[Bug c/108552] New: Linux i386 kernel 5.14 memory corruption for pre_compound_page() when gcov is enabled
https://gcc.gnu.org/bugzilla/show_bug.cgi?id=108552 Bug ID: 108552 Summary: Linux i386 kernel 5.14 memory corruption for pre_compound_page() when gcov is enabled Product: gcc Version: 11.3.0 Status: UNCONFIRMED Severity: normal Priority: P3 Component: c Assignee: unassigned at gcc dot gnu.org Reporter: feng.tang at intel dot com Target Milestone: --- Created attachment 54345 --> https://gcc.gnu.org/bugzilla/attachment.cgi?id=54345&action=edit objdump of prep_compound_page() 0Day found a i386 Linux kernel boot issue, and bisection shows the first bad commit is 7118fc2906e29 ("hugetlb: address ref count racing in prep_compound_gigantic_page"). It happens 94 times out of 999 runs. Details and some debug analysis from Linus/Vlastimil and us could be found in the following link: https://lore.kernel.org/lkml/202301170941.49728982-oliver.s...@intel.com/t/ Debug shows it is related with one function prep_compound_page() in mm/page_alloc.c: * If we use '#pragma GCC optimize ("O1")' for that function (kernel normally uses O2), the issue will be gone * If we disable GCOV for page_alloc.c, can't reproduce it * If we disable UBSAN for page_alloc.c, can't reproduce it * Not reproducable for x86_64 build It seems to be a loop corruption, the pesudo code is: for (i = 1; i < nr_pages; i++) set_meta_data(page[i]; It should happen for page[1]...page[nr_pages - 1], but from memory dump, seems that one more page, the page[nr_pages] is also called with set_meta_data[]. https://lore.kernel.org/all/202212312021.bc1efe86-oliver.s...@intel.com/t/ The kernel log, i386 config and the objdump of prep_compound_page() of first bad commit are attached, please let know if you need more info, thanks!

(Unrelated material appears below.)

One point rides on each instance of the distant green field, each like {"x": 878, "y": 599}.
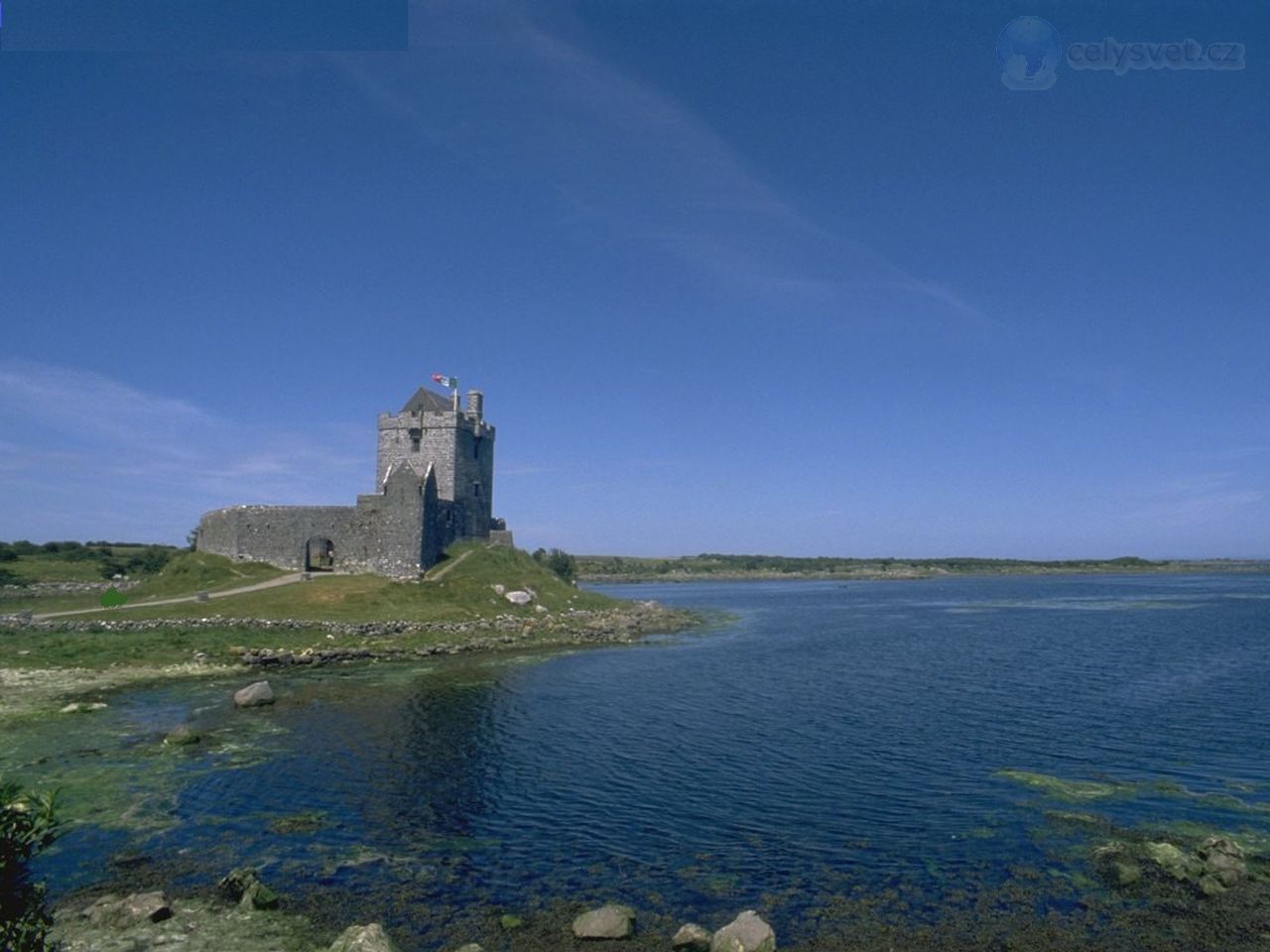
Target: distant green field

[Bug c/108552] Linux i386 kernel 5.14 memory corruption for pre_compound_page() when gcov is enabled
https://gcc.gnu.org/bugzilla/show_bug.cgi?id=108552 --- Comment #1 from Tang, Feng --- Created attachment 54346 --> https://gcc.gnu.org/bugzilla/attachment.cgi?id=54346&action=edit kernel log with error message
[Bug target/108552] Linux i386 kernel 5.14 memory corruption for pre_compound_page() when gcov is enabled
https://gcc.gnu.org/bugzilla/show_bug.cgi?id=108552 --- Comment #4 from Tang, Feng --- (In reply to Andrew Pinski from comment #3) > Do you have the preprocessed source that is used generate the bad object > file? > How about the exact command line? Thanks for the prompt response! The error was originally reported by 0Day (which is a kernel automation test robot), and I can locally reproduce it with a little difference. Sorry for my poor knowledge of gcc, do you want me to give the output of " make ARCH=i386 mm/page_alloc.s"? or you can give me to command to generate it. thanks
[Bug target/108552] Linux i386 kernel 5.14 memory corruption for pre_compound_page() when gcov is enabled
https://gcc.gnu.org/bugzilla/show_bug.cgi?id=108552 Tang, Feng changed: What|Removed |Added Attachment #54345|0 |1 is obsolete|| --- Comment #6 from Tang, Feng --- Created attachment 54348 --> https://gcc.gnu.org/bugzilla/attachment.cgi?id=54348&action=edit objdump of prep_compound_page()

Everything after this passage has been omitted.